Mustad is not as pretty as a fancy expensive hook, but they are heavy-shanked and thus much stronger steel.
Each rig can be made for less than $1, all parts are avail at Walmart, and don't have to order anything. It is not a complicated rig, which is important while fishing at night. Most important is that the fish don't mind plain rigs.
Note that the leader is not fed through the eye of the hook and tied around the shank of the hook as per a snelled hook with offset eye. Leader tied directly to the eye so that hook swivels on the leader. I learned this lesson the hard way in the loss of two large tuna. Tie directly to the eye with a nail knot (use nail-knot tool or do it by hand). Other knots may "knot" tighten properly on heavy test lines such as this 80-100ln test leader.

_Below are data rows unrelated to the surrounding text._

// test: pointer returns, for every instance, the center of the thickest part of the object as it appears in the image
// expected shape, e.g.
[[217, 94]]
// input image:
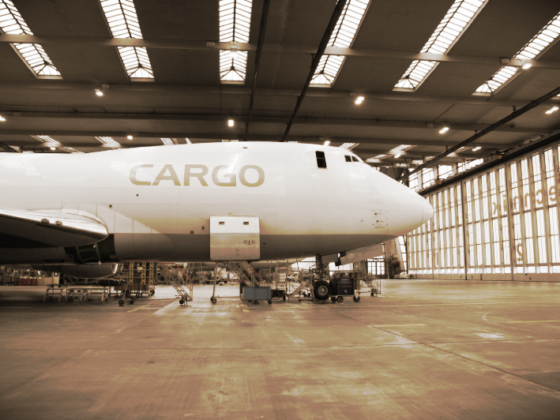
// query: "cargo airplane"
[[197, 202]]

Heaver,I'm a little confused by what you are saying about not snelling th mustad.I have seen them snelled an I snell all mine but of corse I'm using offset gammis.Been looking at non offset circles an wanna have my stuff straight before I loose a biggun.
You know for the soft surf / bay / piers that we fish around, I know it sounds light, but I use only 8lb to 10lb flourocarbon, with about 16-inches of 30lb florocarbon leader tied directly to the 8lb line.
That's for jig fishing. And that's on a 7 foot spinning rod. You don't necessarily need a telephone pole and utility rope to catch a lot of fish around here.
fairway, Jake Ace nailed that one. It's a lot more fun and sport to catch fish on gear that is sized right. It is nice to fish w/ a heaver when you're targeting the big-boyz but I'm like Jake , most of my fish are caught on 7' rods w/ light line. I use 6,8,& 10lb. test, at least until the fall Striper season when the big-boyz show up, then it's 12lb. test. So buy your heaver, but also get a lighter/smaller rod that you can cast the whole day while you're waiting for something to hit that heaver.